There are other risks, as well. Whether public or private, investing in an unrelated business could cause investors to draw unwanted parallels with AMC Entertainment Holdings Inc.’s decision to buy a stake in a Nevada gold mine, which Pachter derided as “embarrassingly stupid” at the time. He told MarketWatch that he stands by that assessment today.
To be sure, there are some parallels between GameStop and Berkshire Hathaway, analysts noted. Like GameStop, Berkshire was a struggling textile maker with a business that was shrinking due to insurmountable competition.
While Berkshire’s textile business was struggling to compete with producers in the American South, GameStop is struggling to compete in an increasingly digitalized economy dominated by e-commerce giants like Amazon.com Inc.
But that is about where the similarities end.
It is also worth noting that even Buffett has said that his initial investment in Berkshire wouldn’t pass muster with his longtime partner Charlie Munger — whose business philosophy called for buying wonderful businesses at a fair price, not fair businesses at a wonderful price. Munger died late last year at the age of 99.
Park it in Treasury bills
Whatever Cohen decides, he can rest easy knowing that time is on his side — at least for now.
Simply parking GameStop’s $4 billion cash hoard in short-term Treasury bonds could yield more than $200 million per year — more than enough to paper over the company’s $34.5 million operating loss from its 2023 fiscal year.
Six-month Treasury bills BX:TMUBMUSD06M currently yield 5.33%, according to FactSet data.
The company currently carries little debt: As of the end of its first fiscal quarter, its total outstanding long-term debt stood at just $14.5 million. So maintaining a strong balance sheet would also help the company keep its options open in the hope that a better opportunity might come along.
“Because their business has not been shown to consistently generate cash, they could keep [the $4 billion] in reserves, let it earn 5%, give or take, and keep their options open,” said Steve Sosnick, chief strategist at Interactive Brokers.
Liquidate and return money to shareholders
It’s unlikely, but if Cohen can’t work out a suitable turnaround plan, then he can always opt to pack it in, liquidate the business and return capital to shareholders.

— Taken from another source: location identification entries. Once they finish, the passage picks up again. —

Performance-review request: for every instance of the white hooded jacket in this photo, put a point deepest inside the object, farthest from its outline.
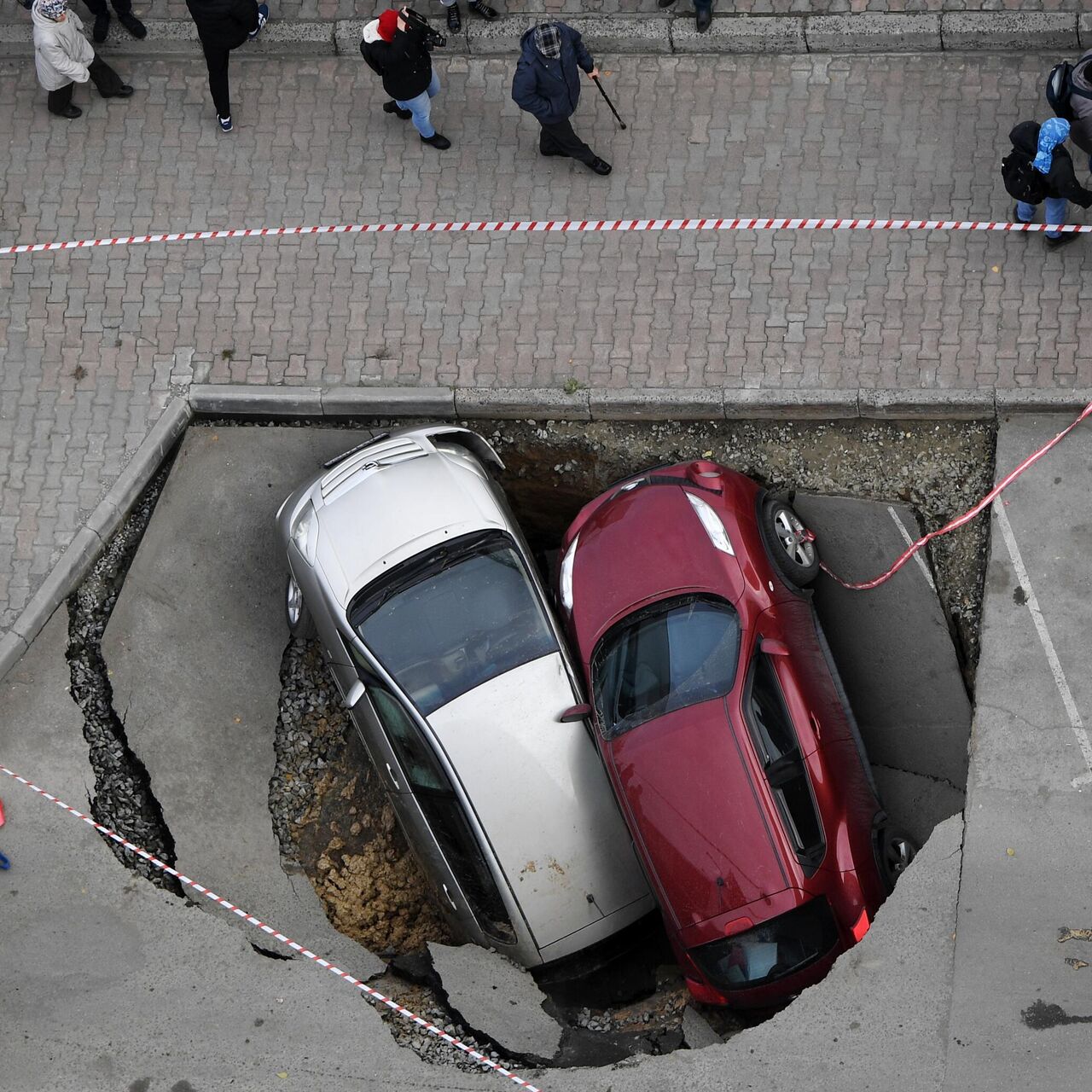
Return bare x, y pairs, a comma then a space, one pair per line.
61, 53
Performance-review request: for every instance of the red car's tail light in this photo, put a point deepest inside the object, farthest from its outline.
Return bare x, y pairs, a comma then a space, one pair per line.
773, 950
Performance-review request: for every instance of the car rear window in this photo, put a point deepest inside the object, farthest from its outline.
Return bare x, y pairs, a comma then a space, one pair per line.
452, 619
675, 653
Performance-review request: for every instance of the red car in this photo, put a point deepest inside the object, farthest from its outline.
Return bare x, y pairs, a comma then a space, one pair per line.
725, 729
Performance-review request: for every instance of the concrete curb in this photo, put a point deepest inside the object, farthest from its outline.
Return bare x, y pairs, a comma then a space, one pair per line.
647, 33
547, 403
88, 544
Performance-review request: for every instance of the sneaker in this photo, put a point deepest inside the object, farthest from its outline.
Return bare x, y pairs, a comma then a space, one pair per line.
264, 15
133, 26
1061, 241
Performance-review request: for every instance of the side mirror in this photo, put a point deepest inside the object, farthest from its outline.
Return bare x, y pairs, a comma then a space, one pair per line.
576, 713
354, 694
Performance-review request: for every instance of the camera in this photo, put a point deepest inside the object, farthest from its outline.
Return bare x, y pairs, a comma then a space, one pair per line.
417, 22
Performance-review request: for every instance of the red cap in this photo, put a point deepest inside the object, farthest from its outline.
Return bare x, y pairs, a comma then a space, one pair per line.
388, 24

Assuming its cash balance remains roughly unchanged, such a payout would come to just over $9 a share, based on the roughly 426.2 million shares outstanding following GameStop’s latest secondary offering and the roughly $4 billion in cash it has on its balance sheet. This estimate excludes the value of assets on the company’s balance sheet, including real estate, equipment and unsold inventory,
Cohen’s stake via his holding company, RC Ventures, is more than 36.8 million shares, or 8.6% of the total outstanding stock, which makes him the company’s largest shareholder. Such a payout would net him about $330 million.
That is far less than the more than $1 billion his stake was worth as of Thursday afternoon, based on GameStop’s most recent share price. Still, it would still represent a significant profit for Cohen, based on his cost basis of about $65 million, according to calculations made by Pachter.
GameStop shares were back in rally mode on Thursday, despite the cancellation of its shareholder meeting. They were up 12.3% at $28.60 in afternoon trading in New York.
Cohen has steadily purchased more shares in the company since unveiling an initial investment of 5,800,000 shares in August 2020 at a price of $1.35, adjusted for the company’s 4-for-1 stock split in July 2022, according to SEC filings and FactSet data.